Father Brian D'Arcy has spoken about the difficulties priests face in being celibate, saying that he believes clergy should be allowed to get married.
Speaking in conversation with the Managing Director of the National Ploughing Association Anna May McHugh and IFA environment chairman Harold Kingston at the Ploughing Championships yesterday, Fr D'Arcy explained that it has something he has always believed in his 50 years of being ordained.
"I'm 50 years ordained next year and all my life I've said priests should be allowed to get married.
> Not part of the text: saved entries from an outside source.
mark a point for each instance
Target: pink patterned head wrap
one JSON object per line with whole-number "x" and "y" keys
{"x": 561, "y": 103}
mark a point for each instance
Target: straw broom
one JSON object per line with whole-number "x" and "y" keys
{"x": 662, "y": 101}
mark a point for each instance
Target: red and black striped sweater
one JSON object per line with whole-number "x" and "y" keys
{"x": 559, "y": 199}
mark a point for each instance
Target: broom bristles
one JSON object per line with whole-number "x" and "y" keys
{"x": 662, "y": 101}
If some of them were not to get married and be celibate, as some Church of Ireland ministers are, both men and women, then they can do that," he said.
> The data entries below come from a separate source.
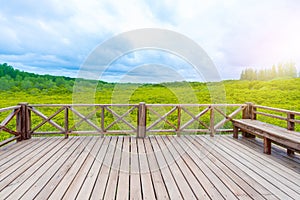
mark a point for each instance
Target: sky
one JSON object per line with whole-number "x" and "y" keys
{"x": 57, "y": 37}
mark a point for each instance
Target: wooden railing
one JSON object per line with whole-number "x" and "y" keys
{"x": 25, "y": 120}
{"x": 140, "y": 119}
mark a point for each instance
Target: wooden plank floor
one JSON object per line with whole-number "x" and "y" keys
{"x": 157, "y": 167}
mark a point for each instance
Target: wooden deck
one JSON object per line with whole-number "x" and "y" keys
{"x": 161, "y": 167}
"But it's codology asking men in this day and age that to be a priest you also have to be celibate.
He added that living alongside other male priests has shown that it is "hard work" to remain celibate.
"I think it's an utter wrong theology of sexuality for a start. It's also a wrong insight into the psychology of development.
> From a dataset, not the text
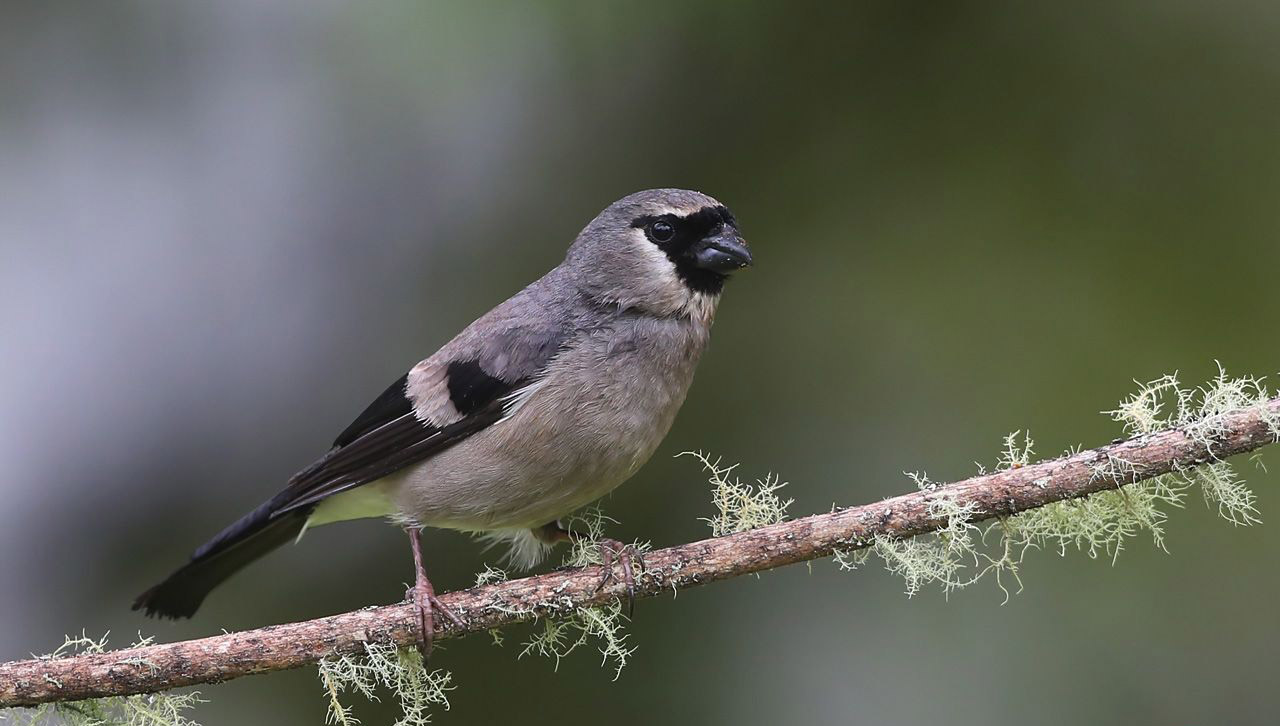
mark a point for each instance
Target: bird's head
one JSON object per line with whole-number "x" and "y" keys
{"x": 664, "y": 251}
"Living as I do, in a community of men, I honestly know that it has taken very hard work and labour to remain normal and be a celibate."
Fr D'Arcy also spoke about the turnout for Pope Francis in Dublin last month, saying it was the crowds that he gathered were an "achievement" despite the "changing times" between the church and the people of Ireland.
"I was amazed at the fantastic life and joy in the Phoenix Park. It was fantastic. They really were absolutely through the roof with joy. I was expecting at least 50 or 60 thousand in the park, because of weather, because everybody was saying ‘don't go, you’re not able to go, you’re too old, you’re not allowed to walk, you’ll stand,’ and despite that, at least a quarter of a million did," he said.
"I think that is a hell of an achievement, no popstar will get that yet. Let’s put it into context and be fair with it."
He added that the world has changed since Pope John Paul II came to visit, and that the church has yet to come to grips with the "modern thinking mind".
"Whether it’s a changed world or the church isn’t moving with the times, there is a big missing link between a vast majority of people, and a belief in anything other than what they can see in front of them. There's a huge difference in context now, mainly because there’s more questions around.
"The world is entirely different, we as the church haven’t got the hang yet of being able to communicate with the modern thinking mind. We’re not the only ones, neither has politicians."
Mr Kingston, a member of the Church of Ireland community, said he noticed that social media had an impact on the Pope's visit to Ireland this time around.
"It (social media) appeared to be extremely negative and that was one thing I noticed, that there was a very negative vibe primarily driven by faceless individuals.
"People were also complaining about certain coverage, asking why we should we be covering this, it should stay separate- but it was an area of interest for everybody. He's an important person to a lot of people and it was great to see him come."
The trio, who discussed the topic at the Farming Independent panel this afternoon, also discussed the future of the Catholic church on Ireland and what it would be like in 20 years.
"I don't know where religion will be in Ireland in twenty years, I don’t know where the worlds going in twenty years and I think one depends on the other. There's nothing more dangerous than religion without faith," Fr D'Arcy said.
Anna May McHugh, who took part in the World Meeting of Families event this year, said she would be "very hopeful" that the church would still be present in Ireland by then.
"I would be very hopeful. You cannot expect teachers in schools to teach religion. My thinking is that you teach by example in the home," Ms McHugh said.
"I still believe there’s a very strong faith there in young people. I know that some people don’t go to mass, but they can be very faithful to their religion without going to mass. I think mass should be made more interesting."